Verify: File row counts match expected totals. Zero duplicate emails. All date fields in correct format.
Quality Benchmarks
| Quality Metric | Minimum | Good | Excellent |
|---|---|---|---|
| Email verification rate | > 80% | > 90% | > 95% |
| Data completeness | > 60% | > 80% | > 95% |
| Personalization coverage | > 50% | > 80% | 100% |
| CRM import success rate | > 90% | > 95% | 100% |
Error Handling
| Error | Cause | Recovery |
|---|---|---|
| CRM import rejects file | Column headers don't match field names | Rename headers to exact API names from Step 3 mapping |
| Duplicate detection blocks import | Email already exists in CRM | Use "update existing" instead of "create new" option |
| Date format errors | Wrong format for target CRM | Convert all dates to YYYY-MM-DD (Salesforce) or Unix timestamp (HubSpot) |
| Character encoding issues | Non-UTF-8 characters in names | Re-save CSV as UTF-8 with BOM |
| Outreach tool rejects personalization | Variable names don't match tool syntax | Check syntax: Instantly/Lemlist use {{var}}, Apollo uses {{var}} |
Cost Breakdown
| Component | Free | Paid | At Scale |
|---|---|---|---|
| Data cleaning | $0 | $0 | $0 |
| Email verification | 100-1,000 free | $0.003-$0.01/email | $0.001-$0.005/email |
| Personalization enrichment | Manual ($0) | $0.05-$0.15/lead | $0.02-$0.08/lead |
| Total for 500 leads | $0 | $5-$15 | $10-$40 |
Anti-Patterns
Wrong: Importing unverified emails directly into CRM
Unverified emails cause 15-30% bounce rates, damage sender reputation, and risk domain blacklisting. [src2]

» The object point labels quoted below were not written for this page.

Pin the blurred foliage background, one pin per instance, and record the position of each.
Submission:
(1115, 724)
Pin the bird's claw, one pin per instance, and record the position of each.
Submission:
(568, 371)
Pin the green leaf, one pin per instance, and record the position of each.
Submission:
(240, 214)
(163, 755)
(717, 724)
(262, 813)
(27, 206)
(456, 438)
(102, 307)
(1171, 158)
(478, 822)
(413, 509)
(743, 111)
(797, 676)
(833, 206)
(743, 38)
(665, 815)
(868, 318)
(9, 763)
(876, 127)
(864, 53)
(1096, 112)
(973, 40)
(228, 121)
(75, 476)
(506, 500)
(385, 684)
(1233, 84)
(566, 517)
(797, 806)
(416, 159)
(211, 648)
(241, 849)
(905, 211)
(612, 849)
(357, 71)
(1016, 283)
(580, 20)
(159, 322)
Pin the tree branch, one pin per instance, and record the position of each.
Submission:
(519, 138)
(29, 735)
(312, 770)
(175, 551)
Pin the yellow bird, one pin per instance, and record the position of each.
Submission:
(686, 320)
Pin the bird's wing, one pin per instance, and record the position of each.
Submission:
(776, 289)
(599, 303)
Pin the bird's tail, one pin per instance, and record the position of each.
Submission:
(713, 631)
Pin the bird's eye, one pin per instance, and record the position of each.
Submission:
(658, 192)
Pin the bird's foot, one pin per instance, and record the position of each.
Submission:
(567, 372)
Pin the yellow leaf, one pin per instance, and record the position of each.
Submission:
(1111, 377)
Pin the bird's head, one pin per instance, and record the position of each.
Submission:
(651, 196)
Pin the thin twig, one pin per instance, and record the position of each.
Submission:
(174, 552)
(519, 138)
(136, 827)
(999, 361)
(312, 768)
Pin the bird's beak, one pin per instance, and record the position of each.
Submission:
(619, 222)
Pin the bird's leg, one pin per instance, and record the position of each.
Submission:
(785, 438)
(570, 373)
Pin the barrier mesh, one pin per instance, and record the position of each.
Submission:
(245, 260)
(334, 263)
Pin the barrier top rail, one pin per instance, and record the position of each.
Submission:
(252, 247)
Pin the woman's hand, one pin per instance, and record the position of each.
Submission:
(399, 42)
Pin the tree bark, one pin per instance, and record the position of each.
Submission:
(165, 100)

Correct: Verify all emails before import
Run every email through a verification service. Remove invalid addresses. Flag catch-all domains for manual review.
Wrong: Using display names as CRM field headers
Headers like "First Name" or "Company" may not match CRM API field names. Salesforce silently maps to wrong fields. [src3]
Correct: Use exact API field names from documentation
Map to internal field names: FirstName (Salesforce), firstname (HubSpot). Test with a 5-row sample import first.
When This Matters
Use this recipe after lead scraping and enrichment is complete and before loading outreach sequences. CRM data quality directly impacts deliverability, personalization effectiveness, and sales team trust in the pipeline.